Cuba is Not Free of Racism
August 7, 2013
Carlos Fraguela

HAVANA TIMES — Refusing to acknowledge something is one thing, hoping
that our problems will go away if we simply ignore them is quite another.

Taking the call that Cuba’s current president recently made as my point
of departure, I am going to prove, on the basis of some personal
experiences, that racism does exist in Cuba. It is my hope that, by
acknowledging its existence, we can begin to work together to make this
evil disappear once and for all.

I believe the truth can set us free.

If you’re the type of person who can afford gasoline and has a car to
drive home in when you get off of work, you probably haven’t been
exposed to the racism one runs into in Havana’s public buses. If you
don’t talk to your neighbors that often, you probably haven’t heard the
racist attitudes that abound in our neighborhoods either.

A friend and workmate of mine told me that he recently went out with his
current girlfriend and, by chance, ran into a girlfriend he’d had over
six years ago.

His former girlfriend, bold as brass, told him it was disgusting he
could stoop so low as to go out with a mulatto girl.

Taken aback, he began to insult her, telling her she was an idiot. He
had to hold back his current girlfriend, who lunged towards the cretin
to hit her.

Two of my uncles married people of mixed race. My grandmother, despite
having raised her 13 kids in a tenement building where my parents were
the only white people, did everything in her power to keep my uncles
from brining their spouses home.

Sometimes, my own mother tells me about her day and specifies the skin
color of the people she mentions. I always ask her why she feels the
need to specify such details. As though unable to understand what the
problem is, she continues to do this inappropriate thing.

I have a friend who always asks about the skin color of any person I
speak about whom he doesn’t know. It is a bad habit that justifiably
bothers those who do not understand this behavior.

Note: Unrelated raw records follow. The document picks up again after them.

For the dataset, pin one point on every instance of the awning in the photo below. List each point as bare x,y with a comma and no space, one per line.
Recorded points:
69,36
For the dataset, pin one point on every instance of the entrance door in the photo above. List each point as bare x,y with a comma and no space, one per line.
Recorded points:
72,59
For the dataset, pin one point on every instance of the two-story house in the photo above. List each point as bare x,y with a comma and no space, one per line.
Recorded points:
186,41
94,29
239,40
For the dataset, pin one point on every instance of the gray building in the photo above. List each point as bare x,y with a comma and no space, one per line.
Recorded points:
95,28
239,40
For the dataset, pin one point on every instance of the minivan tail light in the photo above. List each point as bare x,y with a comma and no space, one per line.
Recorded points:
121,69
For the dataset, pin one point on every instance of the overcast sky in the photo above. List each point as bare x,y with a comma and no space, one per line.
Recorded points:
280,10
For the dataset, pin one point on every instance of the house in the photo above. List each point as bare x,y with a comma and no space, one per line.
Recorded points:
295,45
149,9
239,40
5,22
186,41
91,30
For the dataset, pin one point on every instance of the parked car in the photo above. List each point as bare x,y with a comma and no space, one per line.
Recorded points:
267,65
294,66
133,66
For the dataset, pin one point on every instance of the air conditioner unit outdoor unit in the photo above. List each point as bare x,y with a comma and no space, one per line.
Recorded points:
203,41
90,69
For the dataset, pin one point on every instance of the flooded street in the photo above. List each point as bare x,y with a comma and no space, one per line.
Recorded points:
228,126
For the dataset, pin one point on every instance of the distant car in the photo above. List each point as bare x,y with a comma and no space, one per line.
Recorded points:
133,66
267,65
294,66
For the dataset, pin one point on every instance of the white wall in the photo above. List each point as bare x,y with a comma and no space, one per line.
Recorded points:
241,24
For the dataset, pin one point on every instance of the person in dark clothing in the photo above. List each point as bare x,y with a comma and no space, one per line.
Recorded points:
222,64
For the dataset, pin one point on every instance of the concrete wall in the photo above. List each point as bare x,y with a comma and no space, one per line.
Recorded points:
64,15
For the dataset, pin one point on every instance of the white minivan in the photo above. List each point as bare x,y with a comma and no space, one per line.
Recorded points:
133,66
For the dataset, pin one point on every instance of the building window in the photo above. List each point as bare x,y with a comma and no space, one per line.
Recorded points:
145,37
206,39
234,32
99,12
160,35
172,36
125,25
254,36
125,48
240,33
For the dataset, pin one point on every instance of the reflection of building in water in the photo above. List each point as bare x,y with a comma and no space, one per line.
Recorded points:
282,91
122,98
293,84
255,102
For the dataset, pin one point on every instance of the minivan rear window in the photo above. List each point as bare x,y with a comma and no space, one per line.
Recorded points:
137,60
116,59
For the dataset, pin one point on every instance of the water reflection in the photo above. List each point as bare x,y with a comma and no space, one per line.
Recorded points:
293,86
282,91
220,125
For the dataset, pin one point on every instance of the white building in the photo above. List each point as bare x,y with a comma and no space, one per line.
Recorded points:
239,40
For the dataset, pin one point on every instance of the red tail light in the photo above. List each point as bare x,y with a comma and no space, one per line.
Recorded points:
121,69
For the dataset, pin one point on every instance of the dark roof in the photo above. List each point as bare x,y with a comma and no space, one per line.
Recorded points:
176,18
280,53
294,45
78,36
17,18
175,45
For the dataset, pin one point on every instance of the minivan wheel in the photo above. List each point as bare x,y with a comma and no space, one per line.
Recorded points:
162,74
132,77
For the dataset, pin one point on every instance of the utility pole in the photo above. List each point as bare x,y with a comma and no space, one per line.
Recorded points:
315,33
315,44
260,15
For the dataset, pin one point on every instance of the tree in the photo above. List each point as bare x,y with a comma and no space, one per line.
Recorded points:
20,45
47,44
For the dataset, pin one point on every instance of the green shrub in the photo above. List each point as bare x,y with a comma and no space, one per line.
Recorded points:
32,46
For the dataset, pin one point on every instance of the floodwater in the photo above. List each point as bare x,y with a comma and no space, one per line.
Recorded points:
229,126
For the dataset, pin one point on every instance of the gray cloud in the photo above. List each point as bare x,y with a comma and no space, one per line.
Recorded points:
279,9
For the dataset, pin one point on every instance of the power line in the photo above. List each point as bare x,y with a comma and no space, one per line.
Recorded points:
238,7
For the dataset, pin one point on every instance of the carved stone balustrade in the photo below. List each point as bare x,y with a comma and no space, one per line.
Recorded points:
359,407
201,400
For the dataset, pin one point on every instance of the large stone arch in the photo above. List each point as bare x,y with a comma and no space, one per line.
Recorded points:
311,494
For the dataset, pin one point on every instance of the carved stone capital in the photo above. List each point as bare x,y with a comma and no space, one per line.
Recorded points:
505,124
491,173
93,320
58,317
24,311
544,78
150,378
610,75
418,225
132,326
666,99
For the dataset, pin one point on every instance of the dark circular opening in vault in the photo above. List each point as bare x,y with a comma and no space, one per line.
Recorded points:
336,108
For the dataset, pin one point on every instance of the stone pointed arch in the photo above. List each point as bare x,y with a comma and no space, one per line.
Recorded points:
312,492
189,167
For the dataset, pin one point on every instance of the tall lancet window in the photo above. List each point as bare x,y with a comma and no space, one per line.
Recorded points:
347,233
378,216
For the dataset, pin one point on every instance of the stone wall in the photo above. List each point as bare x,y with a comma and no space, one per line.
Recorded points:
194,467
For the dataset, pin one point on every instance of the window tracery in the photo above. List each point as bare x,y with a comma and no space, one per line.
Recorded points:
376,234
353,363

A cousin of mine of mixed race fell into a heavy depression some years
ago as a result of the discrimination he felt from some people around
him. Apparently, it really got to him. He was a teenager, and that’s a
bad time to feel rejected.

I had to have very serious conversations with him to raise his
self-esteem. I reminded him that he was a good, noble person and that’s
what truly matters, to ignore those who felt superior to him.